For a few hours a small town outside Paris welcomed some of the world's most 'beautiful minds'. The European Inventor Award organised by the European Patent Office celebrates inventors not just from Europe, but also from the US and Canada.
And for the first time, the award recognised the strong contribution of women inventors in many fields. Agnès Poulbot has developed a 3D tyre-tread design that both motorists and environmentalists will applaud.
"The big advantage is the level of fuel consumption. We can save a litre for every 100 km. This means a driver who travels 100.000 km per year will save 1000 litres of diesel annually," she says. "At the same time, CO2 emissions in the environment are reduced by around three tonnes per year."
The widespread use of magnetic resonance imaging (MRI) as a medical diagnostic tool is thanks in large part to German biophysicist Jens Frahm. He has now developed the fast low angle shot (FLASH) scanning technique that accelerates MRI scan speeds by a factor of 100 and makes MRIs practical for clinical application.
"There is a whole range of new applications that will brought by applying MRI (Magnetic Resonance Imagining) in the future," he explains. "For example, all the body functions in motion or physical process that cannot be studied."
Benoit Battistelli, President of the EPO, leaves office in a few weeks.
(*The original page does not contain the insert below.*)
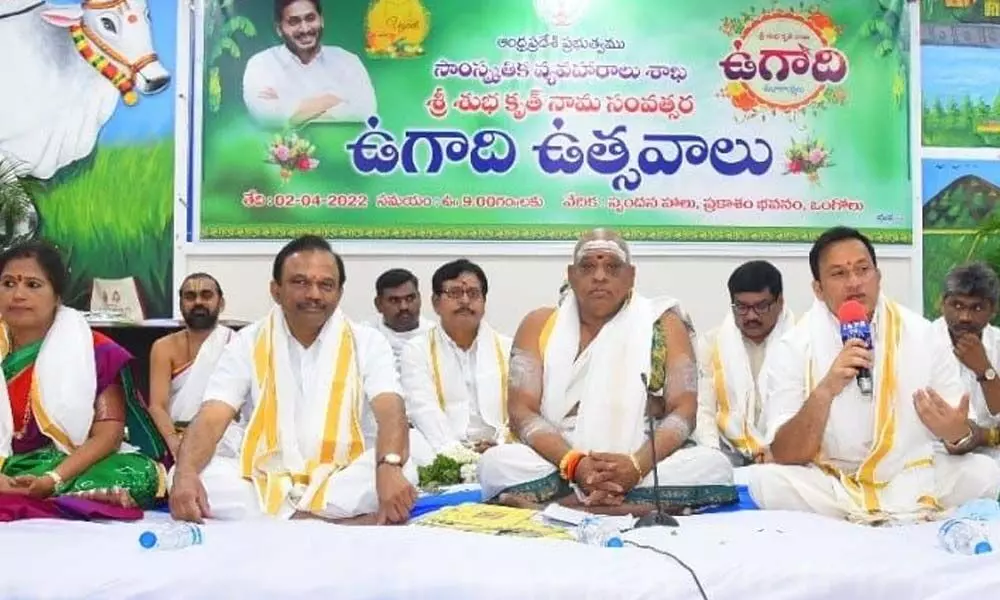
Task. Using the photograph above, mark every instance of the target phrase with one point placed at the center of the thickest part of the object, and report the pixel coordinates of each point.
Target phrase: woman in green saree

His legacy, he says, is a European Unified Patent.
"There are three main advantages," he says. "The simplification of procedures with one intermediary, the EPO; reduced costs at 70% less for the same level of protection and a greater legal efficiency thanks to a system in force all over Europe."
Euronews correspondent Claudio Rosmino explains that global competition for innovation is tight.
In 2017, China alone presented half of the worldwide patents.
Europe's response starts from here and from the European Unified Patent which will come into force by 2019.